The report, "The National Strategy to Secure Cyberspace," was scheduled 
to be released today with great fanfare at Stanford University. But 
officials have decided not to release the report in final form today in 
hopes of building support among high-tech companies that worked to 
weaken previous drafts.

Instead, the current document is being referred to as a draft. It will 
be subject to a 60-day comment period, after which it will be revised 
and submitted to the president for final approval.

Like many other reports on cybersecurity before it, the new document 
describes a society that has grown increasingly dependent on networked 
computer systems, and thus increasingly vulnerable to cyberterrorists, 
hackers and destructive computer programs like viruses and worms. Like 
those previous reports, it also emphasizes the importance of education 
for business, government and consumers. The report breaks down the 
cyberspace security challenges faced by various online populations, 
including home users and small businesses as well as industry sectors 
and nations.

Some of the tougher measures proposed in earlier drafts of the document 
included recommendations that Internet service providers give high-speed 
customers firewalls and other tools to defeat hacking and bans on many 
uses of wireless networks until the technology is made more secure. The 
draft being released today calls for more general proposals that one 
security expert dismissed as "pretty-please recommendations" to improve 
security awareness.

Richard A. Clarke, the chairman of the president's critical 
infrastructure protection board, dismissed assertions that the report 
had been softened. "That is a vast exaggeration," Mr. Clarke said 
yesterday in a conference call with reporters.
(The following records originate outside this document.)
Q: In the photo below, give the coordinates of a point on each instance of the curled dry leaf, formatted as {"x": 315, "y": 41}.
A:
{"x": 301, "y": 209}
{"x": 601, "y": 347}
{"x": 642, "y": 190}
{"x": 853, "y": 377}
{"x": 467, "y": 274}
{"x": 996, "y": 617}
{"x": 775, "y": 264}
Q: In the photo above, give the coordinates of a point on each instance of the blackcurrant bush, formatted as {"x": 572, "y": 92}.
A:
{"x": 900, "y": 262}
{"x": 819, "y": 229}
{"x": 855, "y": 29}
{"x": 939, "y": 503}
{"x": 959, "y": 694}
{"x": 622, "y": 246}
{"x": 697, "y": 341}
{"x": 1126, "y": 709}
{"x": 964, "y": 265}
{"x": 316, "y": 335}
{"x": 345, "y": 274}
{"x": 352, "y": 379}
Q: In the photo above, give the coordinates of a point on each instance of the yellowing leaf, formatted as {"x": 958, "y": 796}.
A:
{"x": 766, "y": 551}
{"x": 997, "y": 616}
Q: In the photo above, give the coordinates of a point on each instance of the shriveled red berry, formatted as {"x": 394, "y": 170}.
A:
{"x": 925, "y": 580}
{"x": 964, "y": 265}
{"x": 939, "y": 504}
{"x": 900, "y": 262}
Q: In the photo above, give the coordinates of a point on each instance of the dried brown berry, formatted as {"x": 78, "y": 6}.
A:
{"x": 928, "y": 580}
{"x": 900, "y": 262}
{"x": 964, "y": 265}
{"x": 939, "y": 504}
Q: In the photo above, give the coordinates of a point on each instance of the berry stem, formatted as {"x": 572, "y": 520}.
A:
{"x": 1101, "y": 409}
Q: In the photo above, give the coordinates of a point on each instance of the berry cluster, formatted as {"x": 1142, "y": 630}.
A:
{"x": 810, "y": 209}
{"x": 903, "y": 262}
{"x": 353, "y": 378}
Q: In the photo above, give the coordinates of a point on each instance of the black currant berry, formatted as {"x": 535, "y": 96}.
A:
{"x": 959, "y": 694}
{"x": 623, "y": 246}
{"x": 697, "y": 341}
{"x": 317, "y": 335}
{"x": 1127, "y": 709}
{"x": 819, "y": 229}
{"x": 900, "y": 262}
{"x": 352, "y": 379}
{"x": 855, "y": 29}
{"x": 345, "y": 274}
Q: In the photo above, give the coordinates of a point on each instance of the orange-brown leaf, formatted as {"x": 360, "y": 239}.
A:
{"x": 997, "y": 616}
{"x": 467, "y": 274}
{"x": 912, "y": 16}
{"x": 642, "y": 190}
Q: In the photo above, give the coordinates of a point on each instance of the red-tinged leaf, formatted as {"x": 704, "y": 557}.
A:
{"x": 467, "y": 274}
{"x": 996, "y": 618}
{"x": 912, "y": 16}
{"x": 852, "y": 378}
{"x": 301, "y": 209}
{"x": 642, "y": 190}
"The point is not what was in Draft 4 or Draft 8 or Draft 12," Mr. 
Clarke said. The report, he said, is an effort to offer guidance without 
resorting to a greater regulatory structure, or what he called a 
"government heavy hand" approach.

"Everybody has to do his own thing to protect cyberspace," he said.

The report has raised fears among civil liberties advocates that the 
proposals, in trying to answer many issues, rely heavily on more 
surveillance of computer networks -- and, by extension, of those who use 
them.

"It's hard to find a security approach that will simultaneously solve 
the problems of ice storms, software glitches, Al Qaeda, faulty 
operating systems and spam," said Marc Rotenberg, director of the 
Electronic Privacy Information Center in Washington. "But in almost any 
scenario, less emphasis should be placed on monitoring and more on 
reliability."

Those speaking in favor of the new report said that the industry 
welcomed the opportunity to comment on the report, and that the essence 
of it is unchanged.

"The basic thrust of the recommendations is still there," said Mario 
Correa, director of Internet and network security policy for the 
Business Software Alliance, a lobbying and policy group in Washington.

A security expert said he was disappointed that the government was not 
getting tougher on cyberissues. The expert, Russ Cooper, whose official 
title of surgeon general describes his role in advocating good computer 
health and hygiene at the Trusecure Corporation, said the information he 
had received about the report was "a lot of rhetoric, a lot of 
discussion, a lot of what we've been doing along -- but nothing 
mandatory about what we needed to do."

Mr. Clarke said that those expecting a detailed set of requirements were 
missing the point. He declined to estimate the ultimate costs of 
implementing the proposals, saying they should not be taken as a set of 
low-level, specific requirements.

"It's not a plan," he said, "it's a strategy."